How the company that published "Attention Is All You Need" lost all eight of its authors to competitors, and why $269 billion in market cap evaporated when the market noticed
Happy Monday!

The most important AI paper of the decade. All eight authors listed Google affiliations. None work there today. (source: arxiv)
In 2017, eight Google researchers published a paper called "Attention Is All You Need." It introduced the transformer architecture, the foundation underneath every major large language model shipping today: GPT, Claude, Gemini, Llama, Grok. Every one of them runs on the architecture those eight people built.
As of last week, zero of the eight still work at Google.
Noam Shazeer, co-lead of Gemini and the most prominent of the eight, announced on June 18 that he was leaving for OpenAI. Two days later, John Jumper, who won the 2024 Nobel Prize in Chemistry for AlphaFold, announced he was leaving Google DeepMind for Anthropic. By June 24, two more senior Gemini researchers, Jonas Adler and Alexander Pritzel, followed Jumper to Anthropic. Four departures in six days. Alphabet's stock fell 6.8%, erasing roughly $269 billion in market cap.
The company that invented the technology powering the AI revolution is watching its architects build the revolution at competitor labs.
Google lost four senior AI researchers in six days: transformer co-author Noam Shazeer to OpenAI, Nobel laureate John Jumper to Anthropic, and two key Gemini researchers to Anthropic. All eight authors of "Attention Is All You Need," the 2017 paper that invented the transformer, have now left Google. Alphabet shed $269 billion in market cap. The departures were triggered not by compensation but by internal compute allocation disputes and organizational friction. The company that invented modern AI cannot keep the people who built it.

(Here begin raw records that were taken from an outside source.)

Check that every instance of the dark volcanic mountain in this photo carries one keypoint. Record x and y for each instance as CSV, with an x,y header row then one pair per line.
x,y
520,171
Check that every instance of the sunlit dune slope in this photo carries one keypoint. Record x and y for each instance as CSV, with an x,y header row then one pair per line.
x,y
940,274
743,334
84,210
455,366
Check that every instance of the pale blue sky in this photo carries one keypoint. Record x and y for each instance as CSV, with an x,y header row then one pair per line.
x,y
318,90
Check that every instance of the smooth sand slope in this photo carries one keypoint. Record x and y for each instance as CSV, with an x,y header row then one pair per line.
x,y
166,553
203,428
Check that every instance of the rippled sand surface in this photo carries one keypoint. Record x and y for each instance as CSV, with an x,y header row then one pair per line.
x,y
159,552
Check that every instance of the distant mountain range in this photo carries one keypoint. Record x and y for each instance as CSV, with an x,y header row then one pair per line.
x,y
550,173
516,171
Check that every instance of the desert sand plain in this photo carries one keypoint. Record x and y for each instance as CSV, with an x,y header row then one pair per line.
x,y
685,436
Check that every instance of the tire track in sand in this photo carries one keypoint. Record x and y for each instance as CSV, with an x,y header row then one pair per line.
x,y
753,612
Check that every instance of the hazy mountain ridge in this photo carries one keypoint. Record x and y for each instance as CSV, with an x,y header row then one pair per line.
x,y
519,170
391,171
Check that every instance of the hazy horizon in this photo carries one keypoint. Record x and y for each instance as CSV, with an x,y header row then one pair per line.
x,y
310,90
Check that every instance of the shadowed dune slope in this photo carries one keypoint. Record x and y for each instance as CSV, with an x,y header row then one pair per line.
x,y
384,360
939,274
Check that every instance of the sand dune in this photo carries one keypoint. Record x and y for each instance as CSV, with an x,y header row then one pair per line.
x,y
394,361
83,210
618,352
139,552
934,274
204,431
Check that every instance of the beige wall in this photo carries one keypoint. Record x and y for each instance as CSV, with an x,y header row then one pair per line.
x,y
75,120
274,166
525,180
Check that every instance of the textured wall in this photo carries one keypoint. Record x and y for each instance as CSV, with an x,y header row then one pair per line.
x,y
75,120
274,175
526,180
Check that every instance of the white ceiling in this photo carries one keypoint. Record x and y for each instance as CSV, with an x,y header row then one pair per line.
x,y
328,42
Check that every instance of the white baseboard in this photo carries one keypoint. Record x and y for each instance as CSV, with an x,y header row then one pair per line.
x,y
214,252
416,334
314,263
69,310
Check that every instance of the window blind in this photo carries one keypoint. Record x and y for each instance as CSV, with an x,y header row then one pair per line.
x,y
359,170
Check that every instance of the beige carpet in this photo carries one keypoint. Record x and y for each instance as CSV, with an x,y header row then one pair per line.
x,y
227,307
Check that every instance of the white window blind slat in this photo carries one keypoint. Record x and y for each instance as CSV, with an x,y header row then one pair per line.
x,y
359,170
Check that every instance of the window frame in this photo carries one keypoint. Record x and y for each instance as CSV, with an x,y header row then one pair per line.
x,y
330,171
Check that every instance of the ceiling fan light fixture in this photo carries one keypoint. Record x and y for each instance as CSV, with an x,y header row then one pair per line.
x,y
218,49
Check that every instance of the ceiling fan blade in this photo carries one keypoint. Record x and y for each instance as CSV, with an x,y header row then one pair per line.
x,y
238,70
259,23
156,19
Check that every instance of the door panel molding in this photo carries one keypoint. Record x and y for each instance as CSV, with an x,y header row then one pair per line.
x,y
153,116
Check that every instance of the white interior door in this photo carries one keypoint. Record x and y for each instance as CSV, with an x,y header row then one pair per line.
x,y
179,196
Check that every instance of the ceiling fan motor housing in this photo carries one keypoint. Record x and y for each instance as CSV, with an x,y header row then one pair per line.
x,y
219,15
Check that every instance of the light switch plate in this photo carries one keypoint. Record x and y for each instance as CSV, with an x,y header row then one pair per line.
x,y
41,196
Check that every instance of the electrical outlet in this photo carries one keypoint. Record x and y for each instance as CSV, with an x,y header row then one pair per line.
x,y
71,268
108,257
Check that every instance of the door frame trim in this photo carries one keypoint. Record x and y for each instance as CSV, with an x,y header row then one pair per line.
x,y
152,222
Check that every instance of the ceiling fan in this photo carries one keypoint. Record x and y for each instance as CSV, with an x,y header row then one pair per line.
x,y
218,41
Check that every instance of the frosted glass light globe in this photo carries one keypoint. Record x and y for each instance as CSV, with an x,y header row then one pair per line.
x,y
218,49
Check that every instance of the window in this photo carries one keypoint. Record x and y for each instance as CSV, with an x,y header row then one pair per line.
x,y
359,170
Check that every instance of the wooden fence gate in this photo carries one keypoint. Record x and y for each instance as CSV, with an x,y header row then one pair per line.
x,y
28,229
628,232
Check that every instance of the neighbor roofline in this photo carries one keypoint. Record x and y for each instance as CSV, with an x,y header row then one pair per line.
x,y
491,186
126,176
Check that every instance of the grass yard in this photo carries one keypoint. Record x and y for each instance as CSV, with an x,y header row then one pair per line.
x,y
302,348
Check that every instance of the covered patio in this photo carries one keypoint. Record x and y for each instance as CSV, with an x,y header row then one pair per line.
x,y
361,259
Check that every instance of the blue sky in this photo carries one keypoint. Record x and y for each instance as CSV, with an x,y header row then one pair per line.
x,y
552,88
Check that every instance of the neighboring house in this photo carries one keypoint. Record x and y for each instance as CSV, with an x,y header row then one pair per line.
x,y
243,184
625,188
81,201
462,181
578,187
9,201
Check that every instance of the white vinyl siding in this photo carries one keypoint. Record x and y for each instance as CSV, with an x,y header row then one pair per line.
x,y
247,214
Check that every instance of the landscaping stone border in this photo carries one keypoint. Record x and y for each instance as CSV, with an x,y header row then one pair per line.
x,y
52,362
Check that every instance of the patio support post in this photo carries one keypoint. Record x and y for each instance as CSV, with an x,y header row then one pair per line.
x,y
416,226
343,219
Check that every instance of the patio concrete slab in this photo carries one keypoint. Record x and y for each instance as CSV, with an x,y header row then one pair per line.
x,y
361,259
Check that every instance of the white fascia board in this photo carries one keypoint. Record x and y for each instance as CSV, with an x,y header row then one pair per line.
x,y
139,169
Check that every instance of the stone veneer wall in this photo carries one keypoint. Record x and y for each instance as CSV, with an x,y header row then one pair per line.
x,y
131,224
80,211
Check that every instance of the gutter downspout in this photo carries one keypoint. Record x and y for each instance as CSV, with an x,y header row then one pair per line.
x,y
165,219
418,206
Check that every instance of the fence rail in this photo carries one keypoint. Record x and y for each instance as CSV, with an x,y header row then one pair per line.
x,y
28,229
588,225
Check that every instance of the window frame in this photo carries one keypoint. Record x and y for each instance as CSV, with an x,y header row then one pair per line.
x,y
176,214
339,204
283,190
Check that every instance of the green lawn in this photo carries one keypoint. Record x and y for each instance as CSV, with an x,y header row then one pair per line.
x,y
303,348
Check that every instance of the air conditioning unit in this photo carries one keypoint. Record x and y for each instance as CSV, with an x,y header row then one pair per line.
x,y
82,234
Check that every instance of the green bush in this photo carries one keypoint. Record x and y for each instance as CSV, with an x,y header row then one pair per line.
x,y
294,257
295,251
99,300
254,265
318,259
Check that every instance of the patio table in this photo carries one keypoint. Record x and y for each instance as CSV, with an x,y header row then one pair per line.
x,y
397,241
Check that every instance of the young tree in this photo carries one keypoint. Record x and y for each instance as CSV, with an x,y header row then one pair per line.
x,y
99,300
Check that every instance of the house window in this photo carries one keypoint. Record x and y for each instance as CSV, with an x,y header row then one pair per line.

The $2.7 Billion Boomerang
Noam Shazeer's departure is the one that tells you the most about the structural problem.
In 2021, Shazeer left Google after the company refused to release Meena, a chatbot he and colleague Daniel de Freitas had built. He then founded Character.AI, a generative AI platform that allows users to chat with interactive, AI-driven personas. In 2024, Google paid $2.7 billion to bring Shazeer and part of his team back through an acqui-hire. It was the most expensive talent acquisition in AI history.
Less than two years later, he left again, this time for OpenAI.
The trigger, according to reports, was not compensation. Google reportedly reassigned computing capacity from one of Shazeer's projects to another DeepMind team in London. The reallocation was intended to consolidate pretraining work, but internal competition for advanced chips has become a systemic friction point at Google. The co-author of the most cited AI paper in history left because the company that employs more GPUs than almost anyone on earth could not give him the ones he needed.
Sam Altman welcomed the hire by saying Shazeer was "one of the people he had most wanted to work with since OpenAI's early days." The person who invented the architecture now works at the company that commercialized it.
The Nobel Laureate Who Walked Away
John Jumper's departure two days later compounded the signal. Jumper led AlphaFold at DeepMind for nearly nine years. AlphaFold predicted the 3D structure of over 200 million proteins and is widely regarded as one of the most significant scientific achievements produced by AI. Jumper shared the 2024 Nobel Prize in Chemistry with DeepMind CEO Demis Hassabis for the work.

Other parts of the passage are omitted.